As to Change Mgt, what is important is to keep the objective in mind. Basically this comes down to 'Implementing as many changes as needed with minimized impact to the business and acceptable risk (by using a standard approach)'.
This being said, we also need to understand the difference between RFC, a Change, and a ticket in a tool. RFC of course is the REQUEST for a change. For example 'Relocation of employee from site A to site B'. You can see that this request may imply multiple changes, Desktop, User attributes, phone, etc. You can enter this into the tool as 1 change TICKET (or Service Request ticket) with multiple work orders (changes) attached. You then can decide that you can approve this change as a whole (in this simple example that makes sense) or you can decide to group some changes to a release and track (and authorize the implementation) as a release (group of approved changes).

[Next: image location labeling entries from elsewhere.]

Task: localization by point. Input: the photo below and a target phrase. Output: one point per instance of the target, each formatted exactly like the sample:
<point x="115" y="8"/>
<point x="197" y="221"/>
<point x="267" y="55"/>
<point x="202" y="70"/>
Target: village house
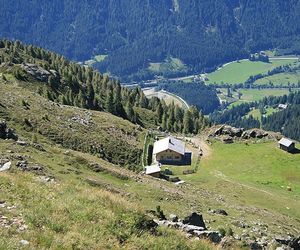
<point x="153" y="170"/>
<point x="287" y="145"/>
<point x="282" y="106"/>
<point x="171" y="151"/>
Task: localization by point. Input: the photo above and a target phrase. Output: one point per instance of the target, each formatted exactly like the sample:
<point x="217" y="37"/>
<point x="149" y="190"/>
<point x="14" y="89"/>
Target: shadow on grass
<point x="295" y="151"/>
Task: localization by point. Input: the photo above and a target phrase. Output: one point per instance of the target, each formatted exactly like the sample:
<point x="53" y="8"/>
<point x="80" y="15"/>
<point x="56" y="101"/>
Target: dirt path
<point x="200" y="142"/>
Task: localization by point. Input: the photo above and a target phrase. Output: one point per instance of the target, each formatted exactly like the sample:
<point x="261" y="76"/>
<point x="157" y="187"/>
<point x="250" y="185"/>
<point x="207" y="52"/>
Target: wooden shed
<point x="287" y="145"/>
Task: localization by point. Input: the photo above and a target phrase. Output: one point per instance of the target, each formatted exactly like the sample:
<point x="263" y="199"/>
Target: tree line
<point x="72" y="84"/>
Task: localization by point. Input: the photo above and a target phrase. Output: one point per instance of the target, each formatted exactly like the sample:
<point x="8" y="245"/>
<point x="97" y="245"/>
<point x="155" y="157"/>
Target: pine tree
<point x="109" y="103"/>
<point x="187" y="122"/>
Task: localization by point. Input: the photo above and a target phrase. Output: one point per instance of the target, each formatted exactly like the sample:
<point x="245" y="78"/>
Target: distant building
<point x="153" y="170"/>
<point x="286" y="145"/>
<point x="282" y="106"/>
<point x="171" y="151"/>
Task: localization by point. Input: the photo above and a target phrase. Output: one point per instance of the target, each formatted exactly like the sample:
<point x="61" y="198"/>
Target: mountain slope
<point x="134" y="33"/>
<point x="62" y="81"/>
<point x="109" y="137"/>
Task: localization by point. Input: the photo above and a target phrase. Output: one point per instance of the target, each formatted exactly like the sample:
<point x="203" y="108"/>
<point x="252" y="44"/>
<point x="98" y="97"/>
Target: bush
<point x="222" y="231"/>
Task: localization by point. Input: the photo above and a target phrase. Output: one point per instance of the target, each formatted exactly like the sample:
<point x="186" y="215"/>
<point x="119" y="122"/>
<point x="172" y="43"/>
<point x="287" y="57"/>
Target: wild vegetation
<point x="196" y="93"/>
<point x="202" y="34"/>
<point x="246" y="73"/>
<point x="285" y="121"/>
<point x="71" y="84"/>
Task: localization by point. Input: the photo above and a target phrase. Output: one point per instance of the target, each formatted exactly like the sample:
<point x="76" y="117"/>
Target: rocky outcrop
<point x="292" y="242"/>
<point x="227" y="134"/>
<point x="38" y="72"/>
<point x="193" y="225"/>
<point x="6" y="166"/>
<point x="194" y="219"/>
<point x="5" y="132"/>
<point x="228" y="130"/>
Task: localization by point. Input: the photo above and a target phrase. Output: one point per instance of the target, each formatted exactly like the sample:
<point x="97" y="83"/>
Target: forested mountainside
<point x="285" y="121"/>
<point x="74" y="85"/>
<point x="131" y="34"/>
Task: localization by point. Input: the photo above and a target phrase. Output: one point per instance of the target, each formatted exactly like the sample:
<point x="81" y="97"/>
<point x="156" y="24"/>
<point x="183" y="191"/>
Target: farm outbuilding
<point x="171" y="151"/>
<point x="153" y="170"/>
<point x="287" y="145"/>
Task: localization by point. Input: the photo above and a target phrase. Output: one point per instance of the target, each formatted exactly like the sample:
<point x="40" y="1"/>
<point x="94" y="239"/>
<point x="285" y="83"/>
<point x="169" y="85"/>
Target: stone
<point x="219" y="211"/>
<point x="195" y="220"/>
<point x="5" y="132"/>
<point x="38" y="146"/>
<point x="46" y="179"/>
<point x="173" y="217"/>
<point x="213" y="236"/>
<point x="5" y="167"/>
<point x="192" y="228"/>
<point x="24" y="242"/>
<point x="36" y="71"/>
<point x="22" y="143"/>
<point x="227" y="140"/>
<point x="21" y="165"/>
<point x="255" y="246"/>
<point x="227" y="242"/>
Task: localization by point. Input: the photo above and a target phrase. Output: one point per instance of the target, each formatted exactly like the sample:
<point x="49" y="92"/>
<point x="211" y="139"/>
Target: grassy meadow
<point x="250" y="95"/>
<point x="282" y="79"/>
<point x="239" y="72"/>
<point x="167" y="97"/>
<point x="254" y="175"/>
<point x="169" y="65"/>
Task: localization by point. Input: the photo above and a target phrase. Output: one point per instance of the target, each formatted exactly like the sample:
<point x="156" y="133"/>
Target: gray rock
<point x="5" y="132"/>
<point x="195" y="220"/>
<point x="191" y="228"/>
<point x="22" y="143"/>
<point x="213" y="236"/>
<point x="24" y="242"/>
<point x="36" y="71"/>
<point x="227" y="140"/>
<point x="5" y="167"/>
<point x="219" y="211"/>
<point x="255" y="246"/>
<point x="173" y="217"/>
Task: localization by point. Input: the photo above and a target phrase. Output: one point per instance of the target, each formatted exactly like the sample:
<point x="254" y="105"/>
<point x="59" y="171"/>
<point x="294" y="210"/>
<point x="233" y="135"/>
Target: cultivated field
<point x="253" y="178"/>
<point x="166" y="96"/>
<point x="239" y="72"/>
<point x="250" y="95"/>
<point x="282" y="79"/>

In the end, the decision HOW you implement the WHAT (ITIL) we need to do is organization specific. By the way, bare in mind that how you want to measure your process (Key Performance Indicators) also determine how you track things in your tools. For example 1 change that includes 100 different servers to be updated versus 100 changes each for a server update. In case 15 updates go wrong, what will the KPI metric show in the first example versus the second one. (0 succesful out of 1 change = 0% versus 85 succesful out of 100 = 85%).
Let me know if this helped or want to discuss more.